Keel complemented his arrangement work with an essay titled Music in the Time of Queen Elizabeth in which he succinctly outlined his understanding of the social, literary and musicological context of Elizabethan vocal and instrumental music, focusing mainly on the songs and dances. This 60 page booklet was privately printed in a limited edition in 1914 by the Sette of Odd Volumes, an elite bibliophile dining club dedicated to mutual admiration, of which he would later become President ("His Oddship"). Keel, who at the time was "Singer and Secretary to Ye Sette", had presented Music in the Time of Queen Elizabeth as an after dinner address illustrated by a few of his own settings.

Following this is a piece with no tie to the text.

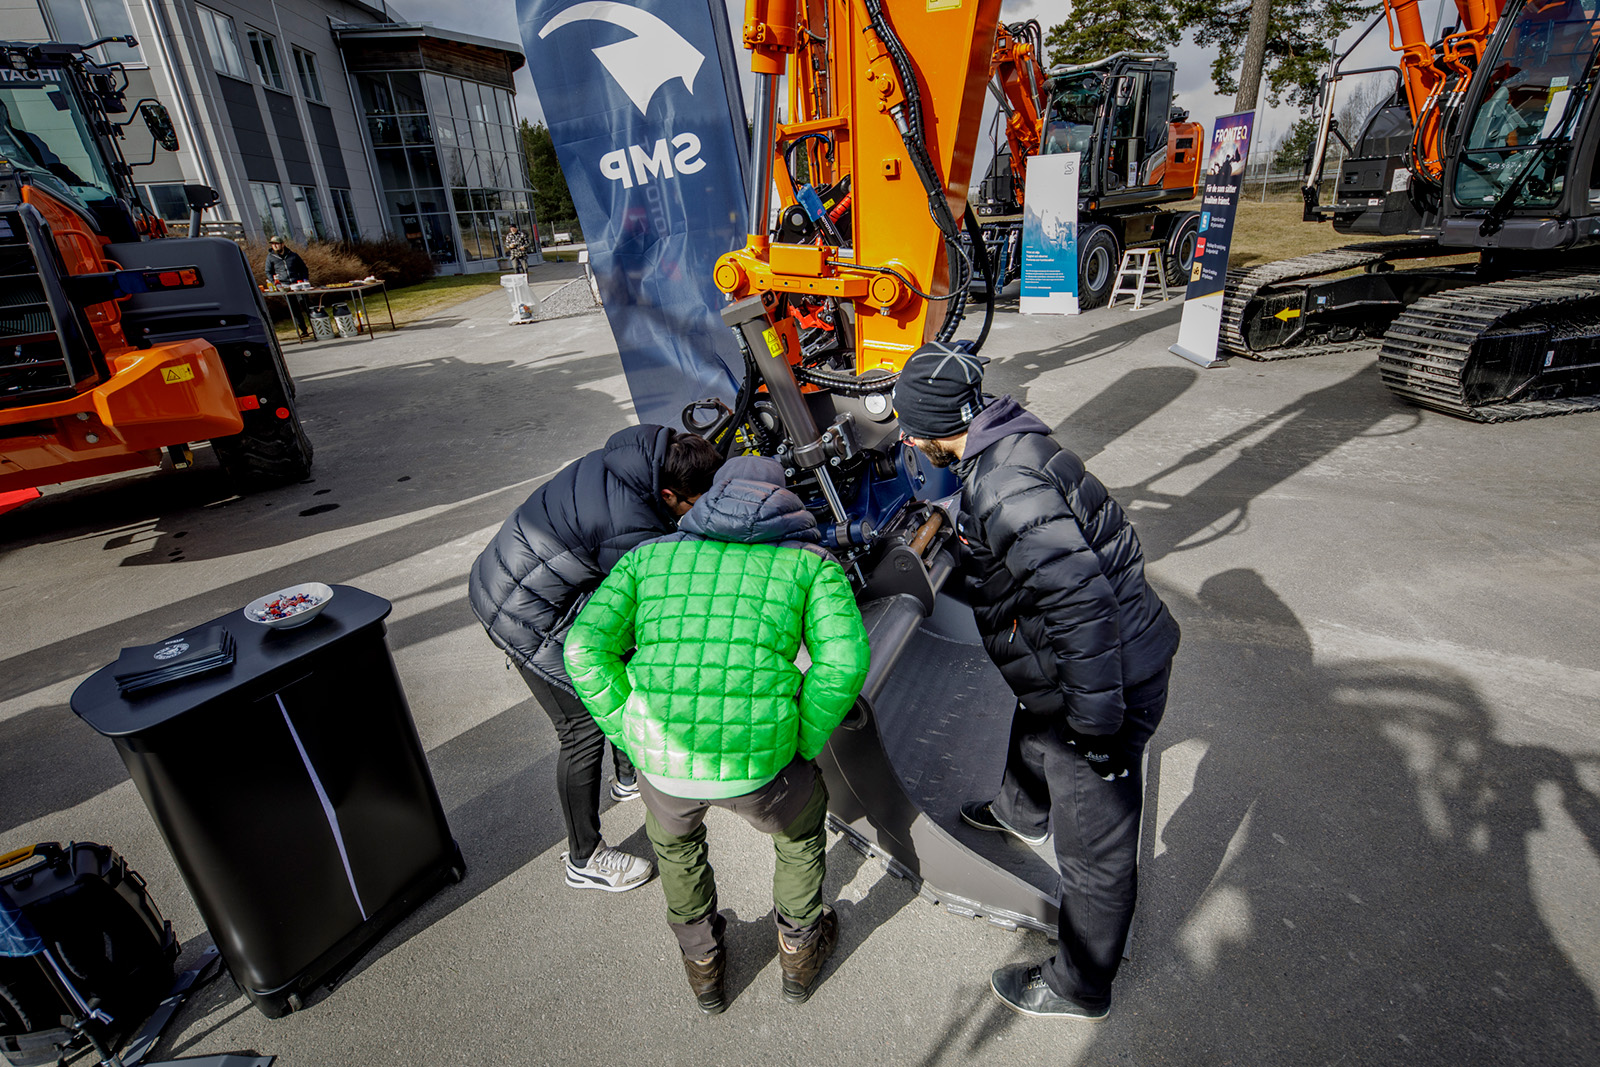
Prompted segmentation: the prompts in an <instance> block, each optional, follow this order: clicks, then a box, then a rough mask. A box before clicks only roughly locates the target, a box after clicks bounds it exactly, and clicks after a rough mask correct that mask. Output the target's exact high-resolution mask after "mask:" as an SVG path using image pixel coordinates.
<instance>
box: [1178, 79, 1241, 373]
mask: <svg viewBox="0 0 1600 1067" xmlns="http://www.w3.org/2000/svg"><path fill="white" fill-rule="evenodd" d="M1254 118H1256V112H1248V110H1246V112H1240V114H1237V115H1219V117H1218V120H1216V125H1214V126H1213V128H1211V150H1210V152H1206V160H1205V178H1203V179H1202V181H1203V182H1205V189H1203V194H1202V200H1200V243H1198V246H1197V248H1195V264H1194V267H1190V270H1189V288H1187V290H1186V291H1184V317H1182V322H1181V323H1179V325H1178V344H1174V346H1173V347H1171V349H1168V350H1170V352H1173V354H1174V355H1181V357H1184V358H1186V360H1189V362H1190V363H1198V365H1200V366H1222V365H1224V363H1227V360H1226V358H1222V357H1218V338H1219V334H1221V333H1222V290H1226V288H1227V251H1229V245H1232V243H1234V214H1235V213H1237V210H1238V187H1240V186H1242V184H1243V181H1245V165H1246V162H1248V160H1250V126H1251V123H1253V122H1254Z"/></svg>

===Life in Ruhleben, 1914–1918===
The outbreak of World War I found Keel and his family on holiday in Bavaria. Keel himself was arrested and became one of several notable musicians detained at the Ruhleben internment camp near Berlin, where he immediately found himself sharing barracks with fellow composer and RAM colleague Benjamin Dale. The two later jointly sent an open letter to Alexander Mackenzie, Principal of the RAM, listing forty-two of the musicians detained there and outlining musical activities in Ruhleben at the time, including educational programmes for fellow prisoners. In the summer of 1915, Keel had been elected to chair the committee of the newly formed Ruhleben Music Society, which oversaw the camp's burgeoning musical life. Keel is said to have been by far the most popular singer in the camp, performing a wide repertoire of songs, including his own, at numerous concerts until his eventual release in March 1918. Keel also penned an informal account of his arrest and imprisonment, titled Life in Ruhleben, 1914–1918. Privately printed for the Sette of Odd Volumes, it provides a sketch of how this sizeable community of civilian prisoners, who had been crammed into wet and dirty stables, eventually came to organise their own "University" facilities. During his internment, Keel set William Morris's poem 'In Prison' (1915), as well as 'Tomorrow' (1918), one of John Masefield's Salt Water Ballads.

===Salt-Water Ballads and other songs===
After the Ruhleben experience, Keel no longer held recitals but he did continue in his role as a Professor of Singing at the Royal Academy of Music, a post which he had taken up before the war and retained until his eventual retirement in 1939. In 1919, Keel published his settings of Three Salt-Water Ballads (1919) by John Masefield, including the once highly popular "Trade Winds". In addition to several other Masefield settings from Salt-Water Ballads and elsewhere, Keel wrote songs to words by various British poets, including Shakespeare, de la Mare, Hardy and Tennyson.

===Family===
In 1902 Keel married Dora Compton, the second daughter of the English-born German landscape painter and mountain climber, Edward Theodore Compton. The couple, who eventually went to live at Fridland, near Bethersden in Kent, had a son and two daughters. Keel died on 9 August 1954 at the age of 83.

==Style and reputation==
Keel was one of the few art song singer-songwriters of his day. However, he composed only a relatively small body of original work. Indeed, the popular success of "Trade Winds" has given Keel a reputation for being a "one-song composer". Nevertheless, Keel's other Salt Walter Ballads settings used to enjoy considerable popularity, with one critic finding them "almost perfect". Noting Keel's preference for minor keys, another contemporary critic remarked on the "lively gait" of his melodies which made them sound as bright as in the major. Keel's unsigned obituary in The Times spoke of his compositions as being "graceful and melodious rather than robust or profound". In their heyday, Keel's songs were well represented on record, but the number of available recordings has shrunk. Currently, Three Salt Water Ballads can be heard on a recording sung by Bryn Terfel with piano accompaniment by Malcolm Martineau. "Trade Winds" can also be heard on CD, as sung by Jonathan Lemalu accompanied by Roger Vignoles.